Up to now the debate over these questions has been dominated by the ideologues of capital, with a confused response on the socialists turned social democrats. The failure by socialists to intervene in this debate is a serious problem and it is crucial that socialists realise that there is no way socialism can become dominant as a political current within the working class if it fails to provide an alternative vision on the key programmatic questions facing the working class. A major task facing socialists is to be able to infuse the coming struggles with a programmatic content that is socialist and to thus make an important contribution to the political and ideological clarification of the working class.
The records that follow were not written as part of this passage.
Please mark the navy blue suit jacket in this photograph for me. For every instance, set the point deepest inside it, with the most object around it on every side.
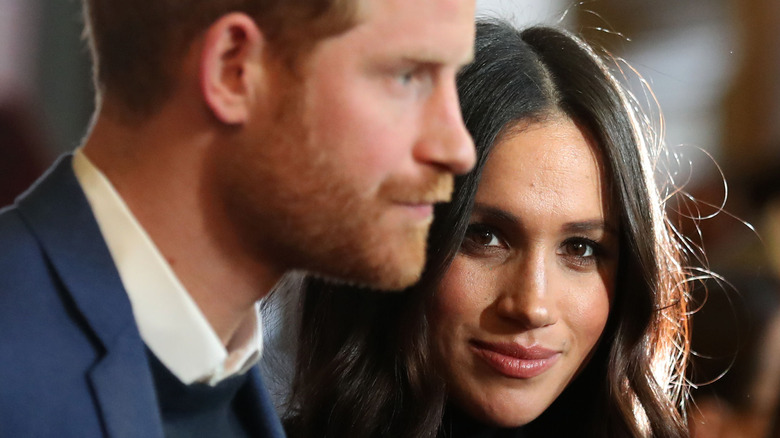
(72, 363)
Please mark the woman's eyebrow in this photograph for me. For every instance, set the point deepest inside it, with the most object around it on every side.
(496, 213)
(589, 225)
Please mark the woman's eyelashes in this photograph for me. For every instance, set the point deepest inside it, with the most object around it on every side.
(482, 239)
(578, 252)
(582, 252)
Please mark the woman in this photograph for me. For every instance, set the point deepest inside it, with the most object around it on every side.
(553, 302)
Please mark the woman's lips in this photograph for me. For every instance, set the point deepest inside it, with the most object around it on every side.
(515, 361)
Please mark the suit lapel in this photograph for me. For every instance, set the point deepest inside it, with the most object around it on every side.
(60, 216)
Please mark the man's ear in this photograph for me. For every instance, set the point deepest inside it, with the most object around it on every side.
(231, 67)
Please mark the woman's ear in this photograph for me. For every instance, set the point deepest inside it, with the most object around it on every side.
(231, 69)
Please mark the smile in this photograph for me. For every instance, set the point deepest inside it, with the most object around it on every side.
(515, 361)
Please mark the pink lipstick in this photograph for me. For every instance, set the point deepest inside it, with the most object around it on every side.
(515, 361)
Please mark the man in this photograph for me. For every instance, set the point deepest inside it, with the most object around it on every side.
(235, 140)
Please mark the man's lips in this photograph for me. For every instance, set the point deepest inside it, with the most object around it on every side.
(514, 360)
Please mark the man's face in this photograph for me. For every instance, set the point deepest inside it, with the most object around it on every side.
(340, 177)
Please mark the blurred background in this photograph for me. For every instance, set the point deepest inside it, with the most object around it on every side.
(712, 66)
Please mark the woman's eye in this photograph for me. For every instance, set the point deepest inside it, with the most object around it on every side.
(582, 253)
(482, 235)
(405, 77)
(580, 249)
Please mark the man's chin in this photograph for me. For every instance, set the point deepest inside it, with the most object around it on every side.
(393, 274)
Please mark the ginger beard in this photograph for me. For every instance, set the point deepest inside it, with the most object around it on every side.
(301, 200)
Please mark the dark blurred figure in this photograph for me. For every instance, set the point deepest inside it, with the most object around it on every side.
(737, 329)
(21, 152)
(735, 332)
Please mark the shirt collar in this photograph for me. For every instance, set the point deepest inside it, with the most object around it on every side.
(168, 319)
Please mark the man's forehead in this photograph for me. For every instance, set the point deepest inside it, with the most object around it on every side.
(435, 31)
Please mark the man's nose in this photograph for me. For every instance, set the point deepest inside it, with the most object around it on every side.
(446, 143)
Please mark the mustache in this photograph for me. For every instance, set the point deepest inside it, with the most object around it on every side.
(432, 188)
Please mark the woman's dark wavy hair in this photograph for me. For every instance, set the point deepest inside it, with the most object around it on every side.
(364, 367)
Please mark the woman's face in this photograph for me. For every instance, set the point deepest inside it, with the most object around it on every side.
(525, 301)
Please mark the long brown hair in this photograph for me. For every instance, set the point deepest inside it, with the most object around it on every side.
(364, 368)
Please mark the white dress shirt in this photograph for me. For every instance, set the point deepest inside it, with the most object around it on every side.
(169, 320)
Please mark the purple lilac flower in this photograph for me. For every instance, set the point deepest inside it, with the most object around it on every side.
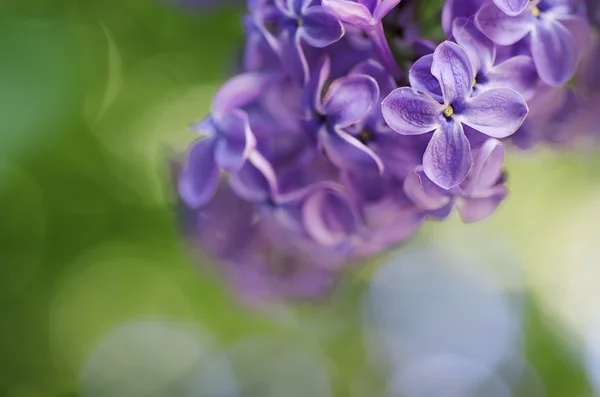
(498, 113)
(475, 198)
(312, 158)
(517, 72)
(551, 28)
(297, 22)
(367, 15)
(229, 139)
(348, 101)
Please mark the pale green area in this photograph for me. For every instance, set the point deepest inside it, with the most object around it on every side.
(95, 96)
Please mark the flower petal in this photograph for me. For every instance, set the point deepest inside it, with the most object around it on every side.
(420, 78)
(554, 51)
(350, 99)
(511, 7)
(293, 57)
(480, 49)
(239, 91)
(235, 142)
(329, 218)
(320, 28)
(349, 12)
(518, 73)
(313, 91)
(501, 28)
(347, 152)
(409, 111)
(199, 179)
(452, 67)
(580, 29)
(487, 168)
(384, 7)
(497, 113)
(447, 159)
(423, 192)
(256, 180)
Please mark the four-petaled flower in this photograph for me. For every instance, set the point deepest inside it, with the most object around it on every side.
(497, 113)
(517, 72)
(475, 199)
(554, 35)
Fourthly, the struggle for the new South African constitution will assume urgency in the post-election period. We have already discussed the importance of this struggle and its role in the political and organisational regroupment of the militants and the working class in general.
Such then are the tasks that are thrown up by the impending upsurge in the struggles of the working class. We must however not lull ourselves to sleep on the basis that these struggles and their high intensity are inevitable. It must be recalled that there is a possibility that the leadership of the Alliance might be able to deflect this mood by calling for patience on the part of workers, and that there might be conditions under which such calls might be acceptable to the working class. Over and above this we have argued that the initial period of struggle is likely to be followed by a lull in mass activity.
The extent of the depth of the lull will of course depend on the extent to which the working class has been able to use the period immediately following the elections to resolve some of its political and organisational weaknesses, and so lay a basis for the revival of the working class movement in the near future.
The period of the lull will pose important but entirely new tasks for the working class in general and for socialists in particular. The full extent of these tasks will only become clear as we move out of the immediate post-election period and thus able to draw a balance sheet of the advances and retreats of this period of struggle that we are now entering. We can however say that one of the fundamental tasks of that period will be to undertake a serious programme of reviving Marxism as world outlook that is hegemonic among the struggling masses, an outlook that is seen to offer the best hope for significant improvements in the lives of the masses.
Those of us who still believe in the superiority of socialism as a social system and the need to struggle for it here and now need to appreciate the serious crisis that is facing Marxism in South Africa. An entire generation of Marxist intellectuals has deserted to the camp of the ruling classes. The tasks that will face socialists in the post-election period will be no less than to rebuild the Marxist and socialists tradition from the very foundation. This does not mean that there is nothing to build on. As long as there is a working class there will always be something to build on.